You can invest in a higher percentage of early-stage deals on a site like AngelList, where all the deals are selected by successful angel investors. My investment rate on AngelList is around 12% (meaning I invest in approximately 1 in 9 deals I am invited to). In my favorite syndicates, I invest in as many as 20% of the syndicate lead’s deals.
However, I am rather choosy. You could easily invest in a higher percentage than I do. If you don’t think that you have a good sense about which deals are “good” yet, then it’s actually okay to invest in every deal at first, as long as you’re in a quality syndicate and can risk the money.
Tip No. 3: Offer to help startups. Almost all of us have some skills we can contribute to early-stage investments. When you’re applying to a syndicate on AngelList, you should always list ways that you are willing to help. If you have a professional skill that is valuable, offer it up. It can also be as simple as offering to test products or offering advice based on your own business experience.
Helping is a big theme in the early-stage investing world. People like to invest alongside other helpful people. In the early stages, a helpful group of investors can go a very long way. This is one of the most unique aspects of early-stage investing – and one of my favorites. We can all actually have an impact on the outcome of our investments. This is very unlike investing in large stocks, where the companies are so big that your personal efforts could never make a dent.

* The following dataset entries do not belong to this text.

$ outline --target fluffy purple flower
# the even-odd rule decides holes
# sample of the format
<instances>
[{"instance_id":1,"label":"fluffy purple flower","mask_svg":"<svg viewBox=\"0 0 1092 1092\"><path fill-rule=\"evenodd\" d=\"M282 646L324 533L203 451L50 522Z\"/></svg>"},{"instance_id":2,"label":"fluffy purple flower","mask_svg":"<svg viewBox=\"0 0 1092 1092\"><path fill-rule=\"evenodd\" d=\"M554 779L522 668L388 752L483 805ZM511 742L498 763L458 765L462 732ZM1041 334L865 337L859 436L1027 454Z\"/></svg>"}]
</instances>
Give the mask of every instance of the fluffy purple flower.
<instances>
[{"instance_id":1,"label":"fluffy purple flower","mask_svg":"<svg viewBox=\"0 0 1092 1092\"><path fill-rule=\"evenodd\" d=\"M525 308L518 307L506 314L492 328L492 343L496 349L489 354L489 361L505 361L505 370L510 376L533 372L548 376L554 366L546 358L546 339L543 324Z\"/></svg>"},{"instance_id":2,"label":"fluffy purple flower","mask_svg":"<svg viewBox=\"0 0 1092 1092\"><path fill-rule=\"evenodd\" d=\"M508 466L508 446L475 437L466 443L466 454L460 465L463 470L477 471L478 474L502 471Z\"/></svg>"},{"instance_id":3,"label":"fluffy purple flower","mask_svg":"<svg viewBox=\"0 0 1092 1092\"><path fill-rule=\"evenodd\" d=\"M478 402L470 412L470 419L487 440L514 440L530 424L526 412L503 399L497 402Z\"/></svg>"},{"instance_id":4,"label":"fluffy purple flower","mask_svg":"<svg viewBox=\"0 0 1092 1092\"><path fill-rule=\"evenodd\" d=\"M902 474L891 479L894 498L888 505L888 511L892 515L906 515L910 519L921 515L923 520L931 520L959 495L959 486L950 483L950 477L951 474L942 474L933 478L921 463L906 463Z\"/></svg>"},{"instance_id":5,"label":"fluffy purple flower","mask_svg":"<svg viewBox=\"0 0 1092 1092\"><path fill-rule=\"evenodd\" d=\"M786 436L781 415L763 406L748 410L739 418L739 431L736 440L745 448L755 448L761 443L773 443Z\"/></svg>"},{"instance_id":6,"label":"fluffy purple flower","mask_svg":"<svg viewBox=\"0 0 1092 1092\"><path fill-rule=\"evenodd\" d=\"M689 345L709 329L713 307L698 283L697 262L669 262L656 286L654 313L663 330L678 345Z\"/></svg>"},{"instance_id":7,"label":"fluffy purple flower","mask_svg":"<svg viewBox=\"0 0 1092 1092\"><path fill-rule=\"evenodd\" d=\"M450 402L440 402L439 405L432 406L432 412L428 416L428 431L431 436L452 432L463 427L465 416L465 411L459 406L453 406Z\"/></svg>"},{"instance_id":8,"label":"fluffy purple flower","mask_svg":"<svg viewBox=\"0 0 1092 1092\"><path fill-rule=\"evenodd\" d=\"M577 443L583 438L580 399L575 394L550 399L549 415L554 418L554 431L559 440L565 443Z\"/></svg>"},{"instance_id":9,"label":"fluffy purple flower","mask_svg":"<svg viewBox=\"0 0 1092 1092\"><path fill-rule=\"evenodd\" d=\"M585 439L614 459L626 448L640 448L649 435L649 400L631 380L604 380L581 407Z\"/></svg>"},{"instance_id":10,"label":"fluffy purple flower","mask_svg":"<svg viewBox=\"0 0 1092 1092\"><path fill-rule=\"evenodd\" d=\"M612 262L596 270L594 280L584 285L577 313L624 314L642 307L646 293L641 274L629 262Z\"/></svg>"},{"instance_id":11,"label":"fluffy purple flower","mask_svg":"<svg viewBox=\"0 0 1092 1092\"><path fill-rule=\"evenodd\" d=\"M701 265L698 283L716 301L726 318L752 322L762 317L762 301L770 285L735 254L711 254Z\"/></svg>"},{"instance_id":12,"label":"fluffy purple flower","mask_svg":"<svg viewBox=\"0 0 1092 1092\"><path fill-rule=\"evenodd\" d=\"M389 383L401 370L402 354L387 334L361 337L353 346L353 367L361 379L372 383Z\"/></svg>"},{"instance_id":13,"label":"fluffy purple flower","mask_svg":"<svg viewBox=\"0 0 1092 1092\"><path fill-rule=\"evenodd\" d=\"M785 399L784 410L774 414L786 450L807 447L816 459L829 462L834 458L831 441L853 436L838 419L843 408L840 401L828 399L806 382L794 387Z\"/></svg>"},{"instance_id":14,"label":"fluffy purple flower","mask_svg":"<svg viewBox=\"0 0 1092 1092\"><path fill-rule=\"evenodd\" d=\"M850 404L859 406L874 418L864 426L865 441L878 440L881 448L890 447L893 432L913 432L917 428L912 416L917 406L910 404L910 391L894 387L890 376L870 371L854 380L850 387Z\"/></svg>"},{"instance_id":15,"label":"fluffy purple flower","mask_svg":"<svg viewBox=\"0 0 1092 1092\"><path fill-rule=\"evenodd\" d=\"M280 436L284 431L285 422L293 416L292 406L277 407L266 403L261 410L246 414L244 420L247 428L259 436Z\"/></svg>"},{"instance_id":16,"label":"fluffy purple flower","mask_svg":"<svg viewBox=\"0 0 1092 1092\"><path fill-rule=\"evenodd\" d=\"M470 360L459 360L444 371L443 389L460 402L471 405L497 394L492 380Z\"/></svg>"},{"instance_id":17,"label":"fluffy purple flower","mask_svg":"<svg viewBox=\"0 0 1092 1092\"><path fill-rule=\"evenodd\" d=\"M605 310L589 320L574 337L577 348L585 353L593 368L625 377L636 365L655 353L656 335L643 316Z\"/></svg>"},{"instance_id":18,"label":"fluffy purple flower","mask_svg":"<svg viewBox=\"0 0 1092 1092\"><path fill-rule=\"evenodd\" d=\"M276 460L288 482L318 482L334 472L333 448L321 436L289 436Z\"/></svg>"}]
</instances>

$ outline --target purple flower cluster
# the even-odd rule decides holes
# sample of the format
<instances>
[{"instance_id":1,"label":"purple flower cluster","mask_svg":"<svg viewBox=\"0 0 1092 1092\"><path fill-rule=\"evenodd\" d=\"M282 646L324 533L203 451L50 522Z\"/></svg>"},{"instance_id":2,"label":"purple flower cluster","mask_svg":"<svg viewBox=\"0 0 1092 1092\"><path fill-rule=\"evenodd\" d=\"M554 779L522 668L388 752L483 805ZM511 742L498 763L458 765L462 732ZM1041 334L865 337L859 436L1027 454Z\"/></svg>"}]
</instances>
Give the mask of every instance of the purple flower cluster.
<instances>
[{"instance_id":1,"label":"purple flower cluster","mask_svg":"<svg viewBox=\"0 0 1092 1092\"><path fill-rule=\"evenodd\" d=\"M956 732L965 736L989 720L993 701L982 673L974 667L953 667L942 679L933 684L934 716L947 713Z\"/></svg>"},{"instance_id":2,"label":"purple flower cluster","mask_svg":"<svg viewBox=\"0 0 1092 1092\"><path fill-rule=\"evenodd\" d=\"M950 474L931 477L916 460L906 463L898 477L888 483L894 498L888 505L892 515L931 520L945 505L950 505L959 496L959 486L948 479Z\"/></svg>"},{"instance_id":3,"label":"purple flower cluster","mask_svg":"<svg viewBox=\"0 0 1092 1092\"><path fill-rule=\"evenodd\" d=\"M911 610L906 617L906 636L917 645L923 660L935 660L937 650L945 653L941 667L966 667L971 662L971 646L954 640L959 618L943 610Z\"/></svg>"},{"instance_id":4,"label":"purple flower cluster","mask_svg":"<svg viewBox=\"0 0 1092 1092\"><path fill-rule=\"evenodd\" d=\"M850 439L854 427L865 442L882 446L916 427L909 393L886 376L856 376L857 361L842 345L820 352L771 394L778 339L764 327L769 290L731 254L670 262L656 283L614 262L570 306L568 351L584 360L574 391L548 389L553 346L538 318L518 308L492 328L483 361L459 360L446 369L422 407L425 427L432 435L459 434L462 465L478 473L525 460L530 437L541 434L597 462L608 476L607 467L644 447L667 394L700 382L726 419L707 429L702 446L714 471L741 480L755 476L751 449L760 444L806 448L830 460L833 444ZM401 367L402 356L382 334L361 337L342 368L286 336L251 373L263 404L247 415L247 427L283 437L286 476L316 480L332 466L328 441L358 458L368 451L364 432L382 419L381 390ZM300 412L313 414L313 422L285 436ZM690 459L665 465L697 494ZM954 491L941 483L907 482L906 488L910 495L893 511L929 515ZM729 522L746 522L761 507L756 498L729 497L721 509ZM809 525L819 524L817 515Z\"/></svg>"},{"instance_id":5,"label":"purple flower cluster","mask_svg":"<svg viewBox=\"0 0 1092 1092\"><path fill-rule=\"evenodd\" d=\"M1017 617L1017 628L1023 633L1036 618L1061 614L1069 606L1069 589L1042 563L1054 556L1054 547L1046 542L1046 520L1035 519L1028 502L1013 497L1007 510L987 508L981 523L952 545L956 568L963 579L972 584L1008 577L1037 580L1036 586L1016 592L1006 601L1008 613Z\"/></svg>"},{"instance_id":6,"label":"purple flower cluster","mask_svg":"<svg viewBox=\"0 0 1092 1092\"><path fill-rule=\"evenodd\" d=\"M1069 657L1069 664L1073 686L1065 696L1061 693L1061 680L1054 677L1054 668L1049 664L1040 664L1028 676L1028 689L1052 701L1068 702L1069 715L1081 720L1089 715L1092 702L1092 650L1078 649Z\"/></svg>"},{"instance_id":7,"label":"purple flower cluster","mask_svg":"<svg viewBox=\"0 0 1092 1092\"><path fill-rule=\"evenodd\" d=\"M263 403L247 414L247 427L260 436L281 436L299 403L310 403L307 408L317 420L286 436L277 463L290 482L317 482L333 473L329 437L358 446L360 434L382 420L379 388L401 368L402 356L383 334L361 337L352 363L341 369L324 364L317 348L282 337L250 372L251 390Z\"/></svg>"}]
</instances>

Tip No. 4: Fill out your profile completely on AngelList. Add as much detail as possible. When you’re applying to join syndicates, the lead investor will carefully examine your profile. Make sure that they like what they see. Be honest and thorough in your description of your work experience.
If you’ve started any businesses, be sure to cover that completely. Having entrepreneurial experience is a huge deal in the startup investing world. No matter what area your experience is in, other investors will respect that you’ve been a founder yourself.
Tip No. 5: Have fun. Startup investing should be fun and exciting. It may take some investors a while to realize this, but I promise it’s true. There’s nothing more rewarding than investing in an early-stage company and watching it blossom into a mature and fast-growing company.
So don’t take things too seriously. This isn’t stock market investing, and you can’t look at it like a science. If you strike out on an early-stage investment, don’t beat yourself up. You took a chance, and it didn’t work out. That’s okay. Everyone misses occasionally at the early stages. We expect that going in.
So try to relax, have fun and find some great investments.